AI in Medicine Seminar Series
"LLMs for Science: From Literature-Grounded Evaluation to Insights on Scientific Reasoning"
Abstract:
Large Language Models are increasingly integrated into scientific workflows and promise to transform discovery, but progress depends on reliable ways to evaluate and interpret their capabilities. In this talk, I will present two complementary efforts on evaluating and understanding LLMs for science. First, SciArena, an open and collaborative platform for comparing LLMs on literature-grounded scientific tasks. SciArena provides a robust basis for assessing retrieval-augmented agents, and its extension, SciArena-Eval, enables benchmarking of automated evaluation methods. Second, I will discuss our study of scientific reasoning, where we investigate the roles of knowledge and reasoning using a new probing framework, KRUX. Our analysis highlights distinct bottlenecks: retrieving task-relevant knowledge from model parameters and the need for explicit reasoning to surface domain insights. Together, these works reveal key limitations of current models, such as bottlenecks in retrieving task-relevant knowledge and the importance of explicit reasoning for surfacing domain insights. We conclude with lessons learned from combining large-scale open evaluation with fine-grained probing, and outline opportunities for building the next generation of trustworthy scientific LLMs.

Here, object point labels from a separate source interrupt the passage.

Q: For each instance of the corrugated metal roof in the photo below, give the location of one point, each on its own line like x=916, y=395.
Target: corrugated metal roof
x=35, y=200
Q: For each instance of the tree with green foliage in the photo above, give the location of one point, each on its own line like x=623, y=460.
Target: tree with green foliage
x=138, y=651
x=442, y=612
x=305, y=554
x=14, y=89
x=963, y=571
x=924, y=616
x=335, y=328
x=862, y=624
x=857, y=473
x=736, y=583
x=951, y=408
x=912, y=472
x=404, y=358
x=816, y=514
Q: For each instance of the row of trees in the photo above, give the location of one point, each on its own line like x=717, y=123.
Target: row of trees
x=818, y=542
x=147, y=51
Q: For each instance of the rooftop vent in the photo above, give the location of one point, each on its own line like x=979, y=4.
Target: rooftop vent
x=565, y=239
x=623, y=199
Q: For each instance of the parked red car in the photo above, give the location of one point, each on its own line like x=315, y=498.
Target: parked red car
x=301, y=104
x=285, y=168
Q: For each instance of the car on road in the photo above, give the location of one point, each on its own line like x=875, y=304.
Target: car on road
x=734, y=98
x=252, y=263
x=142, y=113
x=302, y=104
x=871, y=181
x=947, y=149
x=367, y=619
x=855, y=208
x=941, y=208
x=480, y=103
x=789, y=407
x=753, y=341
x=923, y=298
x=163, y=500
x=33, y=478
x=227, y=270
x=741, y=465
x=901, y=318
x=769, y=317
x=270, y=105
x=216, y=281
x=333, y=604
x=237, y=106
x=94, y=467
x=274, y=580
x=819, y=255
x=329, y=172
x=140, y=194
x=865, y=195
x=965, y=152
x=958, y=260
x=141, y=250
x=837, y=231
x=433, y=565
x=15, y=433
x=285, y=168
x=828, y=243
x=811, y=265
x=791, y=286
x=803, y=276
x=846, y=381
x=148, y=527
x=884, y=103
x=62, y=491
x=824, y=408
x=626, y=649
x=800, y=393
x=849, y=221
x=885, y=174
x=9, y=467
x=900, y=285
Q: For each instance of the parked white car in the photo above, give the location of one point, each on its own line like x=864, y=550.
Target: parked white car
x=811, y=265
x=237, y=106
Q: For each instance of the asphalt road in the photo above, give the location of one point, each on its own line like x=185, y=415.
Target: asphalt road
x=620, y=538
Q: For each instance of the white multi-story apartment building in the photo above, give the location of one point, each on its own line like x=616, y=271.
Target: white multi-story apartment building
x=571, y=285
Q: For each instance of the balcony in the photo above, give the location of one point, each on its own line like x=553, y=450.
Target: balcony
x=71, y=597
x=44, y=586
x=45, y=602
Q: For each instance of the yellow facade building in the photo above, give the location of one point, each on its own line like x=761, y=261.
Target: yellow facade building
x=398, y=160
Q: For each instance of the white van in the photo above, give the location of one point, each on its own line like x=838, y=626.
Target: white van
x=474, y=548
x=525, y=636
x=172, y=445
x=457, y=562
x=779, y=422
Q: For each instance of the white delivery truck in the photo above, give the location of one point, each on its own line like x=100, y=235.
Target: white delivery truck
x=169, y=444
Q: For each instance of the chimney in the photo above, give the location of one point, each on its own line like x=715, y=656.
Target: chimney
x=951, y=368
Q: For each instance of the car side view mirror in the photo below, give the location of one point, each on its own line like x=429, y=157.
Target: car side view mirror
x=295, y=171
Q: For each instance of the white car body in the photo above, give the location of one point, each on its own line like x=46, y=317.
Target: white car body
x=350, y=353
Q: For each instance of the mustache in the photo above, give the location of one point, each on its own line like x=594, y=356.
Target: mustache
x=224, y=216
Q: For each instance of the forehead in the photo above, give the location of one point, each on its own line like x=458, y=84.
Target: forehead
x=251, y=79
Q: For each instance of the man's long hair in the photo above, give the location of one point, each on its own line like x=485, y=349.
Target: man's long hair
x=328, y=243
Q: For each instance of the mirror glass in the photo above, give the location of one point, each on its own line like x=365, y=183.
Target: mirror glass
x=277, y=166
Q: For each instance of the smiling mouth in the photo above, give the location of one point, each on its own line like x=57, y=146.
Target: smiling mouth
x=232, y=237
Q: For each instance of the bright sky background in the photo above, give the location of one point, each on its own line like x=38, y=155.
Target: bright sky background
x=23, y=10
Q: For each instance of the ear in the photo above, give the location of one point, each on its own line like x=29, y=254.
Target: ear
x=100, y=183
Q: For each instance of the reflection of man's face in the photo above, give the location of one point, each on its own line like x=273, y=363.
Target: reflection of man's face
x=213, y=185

Arman Cohan, PhD is an Assistant Professor of Computer Science at Yale University. His research interests are in large language models, natural language processing and machine learning, with a focus on understanding, evaluating, and interpreting large language models.He is also interested in developing techniques to enhance LLM capabilities for complex and long-tail phenomena, especially with the goal of making robust and adaptable LLM systems that can address challenging real-world scenarios.